“I bleed honey. It runs deep in my veins. I am a fourth—generation beekeeper, intimately familiar with the world of honey bees and the aberrations of those who maintain them.”
I’m Betty Martin with "Martin’s Must Reads" and those are the first lines from the prologue to Andrew Cote’s book Honey and Venom: Confessions of an Urban Beekeeper. Although he learned his beekeeping skills from his father while living in Connecticut most of his turf today “includes skyscrapers, community gardens, ancient cemeteries, international territory and other hidden pockets of New York City.”
His book is filled with fascinating details of the life of a honeybee apiary, his work to keep beekeeping alive in New York City, jobs he has done for films that include swarms of bees and even one installation of a famous sculpture for the MOMA where the reclining woman’s head was a swarm of live bees.

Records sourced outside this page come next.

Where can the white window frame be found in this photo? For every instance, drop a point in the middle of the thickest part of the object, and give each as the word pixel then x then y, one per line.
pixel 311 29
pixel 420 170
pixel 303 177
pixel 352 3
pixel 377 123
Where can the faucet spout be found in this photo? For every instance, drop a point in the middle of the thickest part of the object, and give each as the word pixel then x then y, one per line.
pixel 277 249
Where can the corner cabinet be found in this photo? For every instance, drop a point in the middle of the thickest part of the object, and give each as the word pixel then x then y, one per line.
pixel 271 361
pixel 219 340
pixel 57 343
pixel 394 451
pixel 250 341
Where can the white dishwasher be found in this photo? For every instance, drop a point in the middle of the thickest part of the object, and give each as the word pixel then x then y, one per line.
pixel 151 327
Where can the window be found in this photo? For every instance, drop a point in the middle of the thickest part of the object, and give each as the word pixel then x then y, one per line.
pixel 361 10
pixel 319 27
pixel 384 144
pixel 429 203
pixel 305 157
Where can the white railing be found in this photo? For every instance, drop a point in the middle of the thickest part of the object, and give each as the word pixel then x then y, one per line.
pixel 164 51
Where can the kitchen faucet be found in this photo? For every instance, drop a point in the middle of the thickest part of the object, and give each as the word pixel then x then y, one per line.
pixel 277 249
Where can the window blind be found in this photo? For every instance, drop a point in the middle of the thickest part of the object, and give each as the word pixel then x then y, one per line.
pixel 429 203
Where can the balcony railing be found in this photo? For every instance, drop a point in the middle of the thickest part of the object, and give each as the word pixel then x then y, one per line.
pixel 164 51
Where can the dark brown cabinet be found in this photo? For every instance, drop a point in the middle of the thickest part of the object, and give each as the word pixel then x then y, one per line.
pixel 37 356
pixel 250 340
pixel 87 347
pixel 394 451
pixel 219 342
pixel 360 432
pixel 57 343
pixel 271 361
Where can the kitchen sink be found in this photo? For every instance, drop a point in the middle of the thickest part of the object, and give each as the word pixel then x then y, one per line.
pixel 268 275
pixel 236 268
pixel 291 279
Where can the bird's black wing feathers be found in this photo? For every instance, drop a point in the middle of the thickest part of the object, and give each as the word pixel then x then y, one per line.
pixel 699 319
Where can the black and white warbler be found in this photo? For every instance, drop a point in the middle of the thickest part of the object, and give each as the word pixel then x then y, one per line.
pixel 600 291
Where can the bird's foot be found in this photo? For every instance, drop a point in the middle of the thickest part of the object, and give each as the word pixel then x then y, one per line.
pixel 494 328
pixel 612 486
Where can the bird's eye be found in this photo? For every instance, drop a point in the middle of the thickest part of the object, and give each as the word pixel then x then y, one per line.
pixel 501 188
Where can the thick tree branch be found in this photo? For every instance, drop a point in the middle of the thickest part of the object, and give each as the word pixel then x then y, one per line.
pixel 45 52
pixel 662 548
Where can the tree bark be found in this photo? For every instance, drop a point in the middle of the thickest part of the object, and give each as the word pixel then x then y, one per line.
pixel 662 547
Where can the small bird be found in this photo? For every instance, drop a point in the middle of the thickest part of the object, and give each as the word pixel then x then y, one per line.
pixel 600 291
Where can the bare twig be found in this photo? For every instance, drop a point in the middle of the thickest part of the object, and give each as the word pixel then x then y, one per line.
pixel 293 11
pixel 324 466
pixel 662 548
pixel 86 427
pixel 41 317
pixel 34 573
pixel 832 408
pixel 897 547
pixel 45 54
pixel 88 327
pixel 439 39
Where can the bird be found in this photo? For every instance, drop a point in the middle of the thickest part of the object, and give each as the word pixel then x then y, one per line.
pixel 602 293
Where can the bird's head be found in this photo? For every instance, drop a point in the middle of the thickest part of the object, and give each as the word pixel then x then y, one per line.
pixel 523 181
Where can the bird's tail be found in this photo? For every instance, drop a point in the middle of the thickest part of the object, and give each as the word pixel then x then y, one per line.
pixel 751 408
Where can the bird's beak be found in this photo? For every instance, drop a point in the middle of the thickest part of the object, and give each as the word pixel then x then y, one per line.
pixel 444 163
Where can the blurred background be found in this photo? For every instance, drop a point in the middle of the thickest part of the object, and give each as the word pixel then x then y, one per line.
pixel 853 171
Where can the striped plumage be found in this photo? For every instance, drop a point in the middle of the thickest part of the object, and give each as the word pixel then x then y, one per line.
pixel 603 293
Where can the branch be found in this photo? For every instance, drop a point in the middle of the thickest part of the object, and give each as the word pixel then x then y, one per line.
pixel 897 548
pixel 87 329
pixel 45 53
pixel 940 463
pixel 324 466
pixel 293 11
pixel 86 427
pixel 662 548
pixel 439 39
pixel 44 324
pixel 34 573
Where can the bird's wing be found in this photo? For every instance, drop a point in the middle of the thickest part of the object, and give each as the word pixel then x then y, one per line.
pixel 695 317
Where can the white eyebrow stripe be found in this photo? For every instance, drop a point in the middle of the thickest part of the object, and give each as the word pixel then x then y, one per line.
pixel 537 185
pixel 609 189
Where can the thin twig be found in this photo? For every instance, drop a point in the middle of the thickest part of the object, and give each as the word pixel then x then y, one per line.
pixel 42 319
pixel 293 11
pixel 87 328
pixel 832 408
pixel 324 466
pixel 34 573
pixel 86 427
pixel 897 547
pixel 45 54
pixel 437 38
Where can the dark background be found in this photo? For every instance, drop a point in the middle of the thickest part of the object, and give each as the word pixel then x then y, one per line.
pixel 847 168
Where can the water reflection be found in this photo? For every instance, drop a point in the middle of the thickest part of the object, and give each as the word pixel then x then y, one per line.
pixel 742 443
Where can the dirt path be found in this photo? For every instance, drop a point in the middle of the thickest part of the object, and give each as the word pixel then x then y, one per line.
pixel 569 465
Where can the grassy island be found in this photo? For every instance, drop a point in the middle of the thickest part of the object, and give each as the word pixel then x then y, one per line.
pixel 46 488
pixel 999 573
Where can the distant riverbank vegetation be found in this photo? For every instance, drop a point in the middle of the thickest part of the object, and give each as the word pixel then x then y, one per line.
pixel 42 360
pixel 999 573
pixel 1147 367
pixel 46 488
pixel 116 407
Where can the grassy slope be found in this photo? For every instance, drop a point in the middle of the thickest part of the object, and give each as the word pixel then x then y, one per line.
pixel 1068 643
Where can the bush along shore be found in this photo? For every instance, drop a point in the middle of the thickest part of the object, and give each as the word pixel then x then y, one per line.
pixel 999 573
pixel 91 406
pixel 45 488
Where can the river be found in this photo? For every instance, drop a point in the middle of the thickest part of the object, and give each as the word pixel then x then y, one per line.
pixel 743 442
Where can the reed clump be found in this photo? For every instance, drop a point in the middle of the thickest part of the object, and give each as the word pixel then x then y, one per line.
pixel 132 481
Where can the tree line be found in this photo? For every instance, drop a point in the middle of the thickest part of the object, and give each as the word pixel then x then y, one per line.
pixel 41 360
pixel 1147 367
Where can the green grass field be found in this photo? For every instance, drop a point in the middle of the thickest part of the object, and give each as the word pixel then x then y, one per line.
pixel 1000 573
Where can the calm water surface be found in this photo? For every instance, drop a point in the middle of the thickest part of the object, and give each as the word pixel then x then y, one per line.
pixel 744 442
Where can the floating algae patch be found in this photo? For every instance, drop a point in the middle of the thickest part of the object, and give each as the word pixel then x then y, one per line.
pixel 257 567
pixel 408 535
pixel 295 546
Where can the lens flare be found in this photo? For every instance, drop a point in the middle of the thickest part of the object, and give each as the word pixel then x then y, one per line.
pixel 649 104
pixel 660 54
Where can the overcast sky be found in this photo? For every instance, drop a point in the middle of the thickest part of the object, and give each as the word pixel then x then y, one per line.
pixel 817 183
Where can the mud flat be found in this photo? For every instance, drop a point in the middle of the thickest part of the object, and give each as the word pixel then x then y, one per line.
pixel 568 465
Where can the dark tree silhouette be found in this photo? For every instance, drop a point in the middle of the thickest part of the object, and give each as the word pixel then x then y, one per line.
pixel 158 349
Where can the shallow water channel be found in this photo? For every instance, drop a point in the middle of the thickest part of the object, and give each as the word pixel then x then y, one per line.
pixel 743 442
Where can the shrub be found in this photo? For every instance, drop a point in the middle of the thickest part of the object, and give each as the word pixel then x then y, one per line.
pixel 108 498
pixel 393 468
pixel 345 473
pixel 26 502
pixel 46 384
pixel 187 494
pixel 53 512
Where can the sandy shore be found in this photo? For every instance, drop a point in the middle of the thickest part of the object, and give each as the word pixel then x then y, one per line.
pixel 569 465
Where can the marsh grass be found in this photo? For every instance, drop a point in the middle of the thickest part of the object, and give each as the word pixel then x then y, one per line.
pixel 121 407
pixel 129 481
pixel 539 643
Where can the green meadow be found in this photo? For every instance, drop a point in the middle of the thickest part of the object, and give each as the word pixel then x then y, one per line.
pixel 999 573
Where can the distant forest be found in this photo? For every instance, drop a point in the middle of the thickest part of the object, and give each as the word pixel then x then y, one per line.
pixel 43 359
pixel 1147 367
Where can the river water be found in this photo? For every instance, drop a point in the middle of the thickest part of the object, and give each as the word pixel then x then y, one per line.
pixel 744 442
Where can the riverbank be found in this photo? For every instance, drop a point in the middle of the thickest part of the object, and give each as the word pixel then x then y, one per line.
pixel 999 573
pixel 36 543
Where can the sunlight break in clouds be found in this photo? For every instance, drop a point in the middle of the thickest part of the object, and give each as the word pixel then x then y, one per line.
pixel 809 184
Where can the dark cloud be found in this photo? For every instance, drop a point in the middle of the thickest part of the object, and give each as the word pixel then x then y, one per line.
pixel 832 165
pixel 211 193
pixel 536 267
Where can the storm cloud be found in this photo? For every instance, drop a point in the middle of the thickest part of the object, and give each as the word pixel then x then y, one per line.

He recounts some of the times his help has been enlisted to remove swarms of bees from inappropriate places including the top of the seventeen story New York Times building. He has met many famous people through his bees including Yoko Ono, Paul Newman and Bill Clinton. He is also the founder of BWB, Bees Without Borders and travels worldwide teaching beekeeping skills to developing countries.
Cote describes apitherapy where clinicians use bee stings as therapy, particularly to alleviate arthritis and how bees can be trained to detect bombs and cancer. Bees have five eyes, four wings, sort-of two stomachs and no ears and their bodies are completely covered in hair -- even their eyes and tongue.
If you’ve ever wanted to become better friends with bees, then you must read Honey and Venom by Andrew Cote.